Protéger la jeunesse face au cyberharcèlement, à la dépendance et aux contenus violents

Pour justifier cette contrainte technique, le législateur met en avant une nécessité absolue de protection de l’enfance. Les adolescents sont en effet quotidiennement exposés au cyberharcèlement, à la captation d’attention par des algorithmes addictifs nuisant au sommeil, ainsi qu’à des contenus violents ou inappropriés. algré les difficultés pratiques d’application de cette mesure, l’objectif central des parlementaires est d’envoyer un signal fort pour responsabiliser les plateformes et prémunir la santé mentale des jeunes.

La crainte d’une dérive vers la fin de l’anonymat et une surveillance généralisée

Si la cause de la protection des mineurs fait consensus, le mécanisme d’application suscite de très vives inquiétudes dans le débat public. Des élus d’opposition, à l’image du député Louis Boyard, dénoncent une mesure disproportionnée qui actera la fin de l’anonymat sur Internet pour l’ensemble des citoyens.
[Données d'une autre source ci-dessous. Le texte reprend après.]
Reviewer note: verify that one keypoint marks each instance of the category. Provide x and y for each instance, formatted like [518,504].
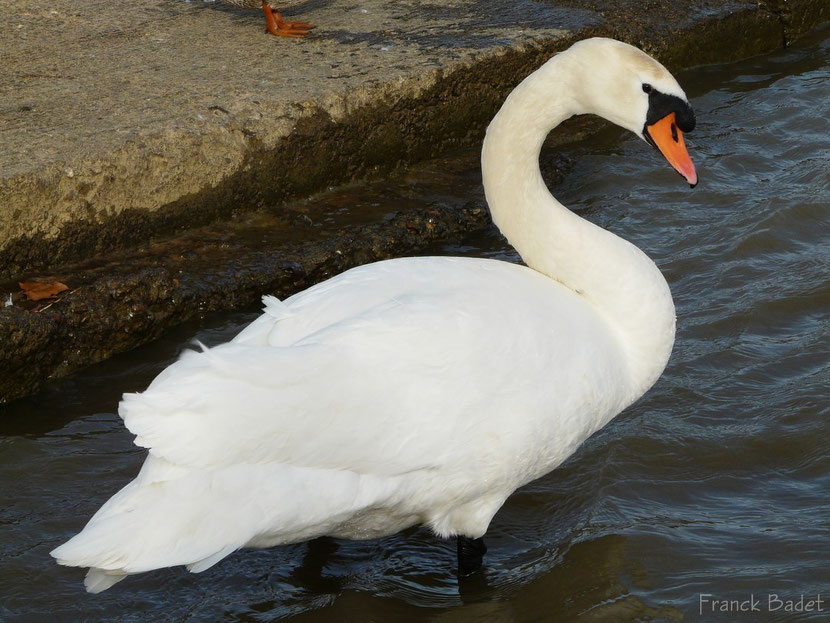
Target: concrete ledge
[115,134]
[120,127]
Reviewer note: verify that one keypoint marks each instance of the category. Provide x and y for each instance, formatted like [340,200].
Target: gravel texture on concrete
[125,124]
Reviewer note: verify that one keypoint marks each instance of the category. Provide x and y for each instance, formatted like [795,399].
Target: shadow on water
[714,483]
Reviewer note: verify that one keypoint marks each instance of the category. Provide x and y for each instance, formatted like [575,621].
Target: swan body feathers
[409,391]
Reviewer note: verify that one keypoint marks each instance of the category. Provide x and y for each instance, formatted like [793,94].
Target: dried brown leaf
[39,290]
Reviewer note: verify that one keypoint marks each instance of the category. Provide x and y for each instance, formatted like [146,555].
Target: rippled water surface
[716,482]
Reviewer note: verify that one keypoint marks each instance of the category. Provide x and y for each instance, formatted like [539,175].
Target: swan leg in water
[470,555]
[414,391]
[275,25]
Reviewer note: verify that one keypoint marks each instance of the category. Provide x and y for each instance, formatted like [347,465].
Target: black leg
[470,555]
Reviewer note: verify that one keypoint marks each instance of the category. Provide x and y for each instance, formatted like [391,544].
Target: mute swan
[416,390]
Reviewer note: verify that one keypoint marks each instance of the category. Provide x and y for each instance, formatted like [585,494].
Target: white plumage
[410,391]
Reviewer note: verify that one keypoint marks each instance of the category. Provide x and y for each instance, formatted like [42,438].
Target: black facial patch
[660,105]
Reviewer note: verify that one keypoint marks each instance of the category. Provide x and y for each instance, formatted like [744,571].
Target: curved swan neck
[613,275]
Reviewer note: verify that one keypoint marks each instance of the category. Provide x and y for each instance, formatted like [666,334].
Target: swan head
[626,86]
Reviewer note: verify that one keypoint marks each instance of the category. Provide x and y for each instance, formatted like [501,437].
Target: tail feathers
[207,563]
[99,580]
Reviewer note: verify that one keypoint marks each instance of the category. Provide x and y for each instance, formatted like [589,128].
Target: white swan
[417,390]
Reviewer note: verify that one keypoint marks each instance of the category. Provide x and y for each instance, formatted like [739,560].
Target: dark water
[716,482]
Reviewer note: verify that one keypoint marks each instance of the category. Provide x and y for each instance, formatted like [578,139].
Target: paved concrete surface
[123,123]
[126,121]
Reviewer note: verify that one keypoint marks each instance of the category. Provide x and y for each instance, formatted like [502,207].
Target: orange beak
[668,139]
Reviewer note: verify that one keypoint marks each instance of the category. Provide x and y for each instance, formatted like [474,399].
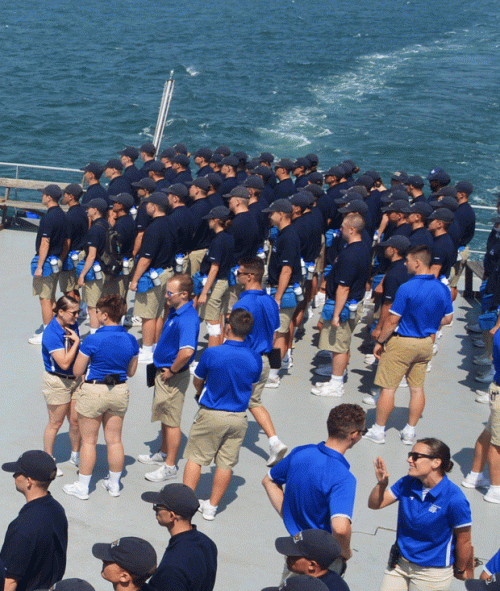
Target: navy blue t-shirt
[219,252]
[52,226]
[285,252]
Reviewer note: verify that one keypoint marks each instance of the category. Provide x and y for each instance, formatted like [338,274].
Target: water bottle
[54,263]
[353,307]
[298,292]
[155,278]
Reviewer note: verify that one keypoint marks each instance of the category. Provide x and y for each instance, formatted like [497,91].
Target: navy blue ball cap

En contraignant chaque internaute à lier son identité civile officielle à son activité en ligne pour accéder à des milliers de sites, ce texte fait craindre un risque massif pour la protection des données personnelles et une atteinte directe à la liberté d’expression.

Un doute persistant sur l’efficacité technique du dispositif face au contournement

Au-delà des questions de libertés individuelles, l’efficacité réelle du contrôle d’âge pose question. Les expériences internationales montrent qu’une grande partie des adolescents parvient aisément à contourner ces verrous d’accès en utilisant des réseaux privés virtuels (VPN) ou des profils tiers. L’absence d’outils techniques infaillibles fait craindre une loi difficile à appliquer sur le terrain, qui imposerait une contrainte lourde sur les données de tous les usagers sans garantir une protection étanche pour les mineurs.